Skills and Jobs for Inclusive Development – BIGD Focus Note

This publication synthesizes BIGD’s research findings on skills and employment in Bangladesh in recent years, with a particular focus on women and the need for equitable and inclusive growth in jobs. Despite steady growth and a large, young working-age population, there is a crisis of worker productivity in Bangladesh. Labour productivity is dismal compared to the rest of South Asia and other lower- and middle-income countries.
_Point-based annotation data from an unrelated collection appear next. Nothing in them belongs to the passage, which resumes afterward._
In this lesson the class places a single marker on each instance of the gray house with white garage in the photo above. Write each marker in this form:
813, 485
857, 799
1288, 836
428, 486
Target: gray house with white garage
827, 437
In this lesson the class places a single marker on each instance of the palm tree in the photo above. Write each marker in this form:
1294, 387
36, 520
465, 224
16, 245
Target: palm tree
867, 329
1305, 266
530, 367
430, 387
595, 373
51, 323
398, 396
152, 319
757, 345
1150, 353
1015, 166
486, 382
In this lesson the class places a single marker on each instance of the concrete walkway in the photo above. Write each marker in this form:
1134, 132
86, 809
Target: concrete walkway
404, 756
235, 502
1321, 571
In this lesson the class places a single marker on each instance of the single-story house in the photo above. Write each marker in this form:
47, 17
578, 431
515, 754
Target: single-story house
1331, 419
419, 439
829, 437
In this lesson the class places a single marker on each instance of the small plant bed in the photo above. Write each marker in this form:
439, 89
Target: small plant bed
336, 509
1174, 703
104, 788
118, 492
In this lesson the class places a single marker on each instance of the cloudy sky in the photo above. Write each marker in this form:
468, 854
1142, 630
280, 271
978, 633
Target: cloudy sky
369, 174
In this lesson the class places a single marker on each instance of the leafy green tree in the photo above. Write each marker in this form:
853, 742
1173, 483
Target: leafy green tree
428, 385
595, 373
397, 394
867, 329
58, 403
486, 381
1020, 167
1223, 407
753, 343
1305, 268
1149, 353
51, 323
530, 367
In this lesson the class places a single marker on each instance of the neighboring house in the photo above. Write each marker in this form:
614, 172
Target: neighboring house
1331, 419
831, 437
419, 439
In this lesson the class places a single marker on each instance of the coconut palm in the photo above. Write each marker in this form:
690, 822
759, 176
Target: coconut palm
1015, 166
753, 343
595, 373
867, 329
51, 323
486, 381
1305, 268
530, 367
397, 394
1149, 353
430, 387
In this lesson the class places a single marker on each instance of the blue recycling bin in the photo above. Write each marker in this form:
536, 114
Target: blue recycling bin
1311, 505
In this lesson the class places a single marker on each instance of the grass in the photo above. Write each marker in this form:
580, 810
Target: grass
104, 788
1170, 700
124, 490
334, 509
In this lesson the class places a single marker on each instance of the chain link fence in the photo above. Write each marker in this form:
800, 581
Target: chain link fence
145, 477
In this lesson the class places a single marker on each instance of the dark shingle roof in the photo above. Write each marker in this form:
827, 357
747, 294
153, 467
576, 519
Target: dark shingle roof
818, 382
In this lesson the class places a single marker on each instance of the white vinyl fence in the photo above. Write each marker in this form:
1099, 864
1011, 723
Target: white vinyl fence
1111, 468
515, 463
Moreover, although unemployment is low in Bangladesh, labour participation is also on the lower end. However, the critical role of relevant, high-quality education and skills is undeniable in building a productive workforce and creating equitable, sustainable employment. Almost a third of the employed population in Bangladesh have no formal education and only 5% have tertiary education. Yet, formal education is not necessarily a good indicator of skills and capabilities. The quality of education is generally low in Bangladesh. An estimated two-thirds of those completing primary and more than a fifth of those completing secondary education are not literate, i.e., they cannot read a three-sentence passage “fluently without help” or can read “well but with a little help”. The unemployment rate among the labour force with tertiary education is almost three times as high as the average rate. Clearly, higher education has not offered an escape from low-productivity, low-paid employment prospects for a vast number of youths in the country. The COVID-19 pandemic has laid bare an existing crisis and the dire need for better, higher-level skills among the working population is clearer than ever. BIGD’s Rapid Research Response to COVID-19 has found that the pandemic has hit women much harder than men— disproportionately more women lost their employment, had a harder time finding another job, and have had a much slower income recovery.